Rickett's strategy of aligning two images with similar subject matter provokes double takes and further inspection from both near and far.
Two other images entitled Untitled Landscape - Part III (1998) and Untitled Landscape - Part IV (1998) also depict a lone being, this time a woman caught in an elongated beam of light that falls across a grassy plain. The swathe of light emphasizes the verticality of this long-skirted female, whose aspect shifts from one image to the other. The images' proximal twinning undermines any easy identification with a mode of visual representation that assumes a monocular viewpoint. By pausing to compare and contrast, the viewer replicates a process that is made unconsciously and speedily by our cognitive processes. Thus Rickett diverts and draws us into her contemplation of the night. Furthermore, this scrutiny disables any facility for ready reckoning: what we see is contended as uncertain and permeable, as opposed to a notion of photographs, and what we remember of them, comprising immutable factual evidence.
This slippage of 'reality' is perhaps most apparent in the three eerie monochromatic images entitled Forest 1, Forest 2 and Forest 3 (all 2000). Skeletal conifer trunks are framed below their canopy of branches and above the level of the forest floor. Without these two lateral guides the sparsely twigged trees seem to shift before your eyes, their ghostly presences appearing as almost animistic penumbra in the cloak of darkness that engulfs them. This triptych enthrals with its mesmerizing depiction of not seeing the wood for the trees: a confusion similar to the delusional suppositions encouraged by insomnia. Indeed, just as insomnia induces flights of fantasy from probable scenarios and mundane likelihood, the disorientation provoked here triggers an intuitive and primal response to the work: some long neglected cranial lobe attempts to assess the danger within by looking and feeling. Deep in the primeval woods, where little light shone at the best of times, watching and waiting was a skill set critical to survival.

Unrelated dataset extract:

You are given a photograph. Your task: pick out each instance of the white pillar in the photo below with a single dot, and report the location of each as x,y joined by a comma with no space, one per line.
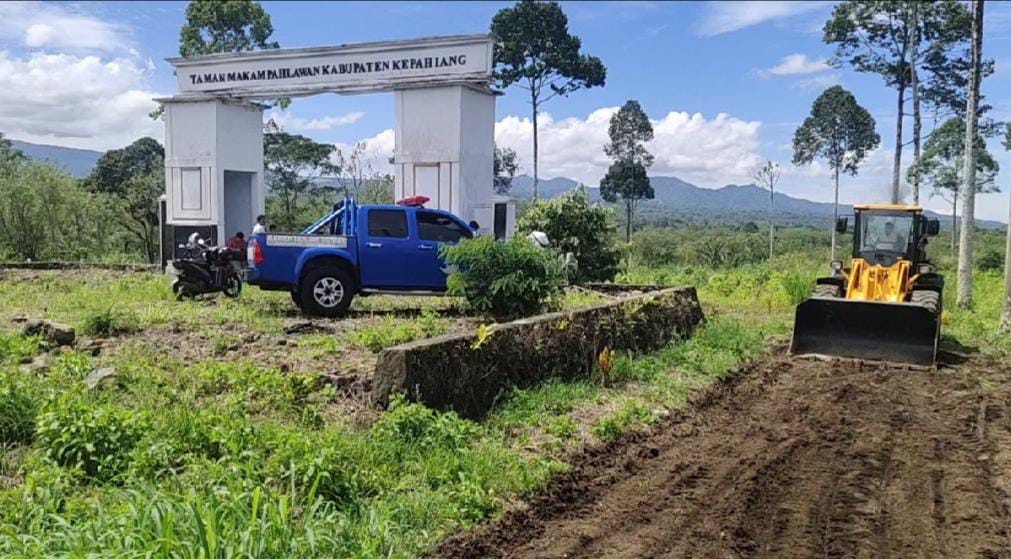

The sense of darkness being antithetical to wakeful life is foregrounded in the largest work on display, Untitled (1999-2000). A meadow stretches into the distance, its verdant swaying grasses interspersed with daisy-like flowers. Yet above this dreamy vista hangs a dense black sky, and upon inspection it is apparent that the flowers' heads droop. Caught during their repose, the flowers are unresponsive to the artificial rays of the artist's lighting rig.
Rickett's photographs present musings upon our internalised encounters, both physical and psychical, with the after dark realm. As such, their scale is commensurate with their inclinations. As with many of the best films or literature, it is the domestic scale or setting that harbours the most potent revelation.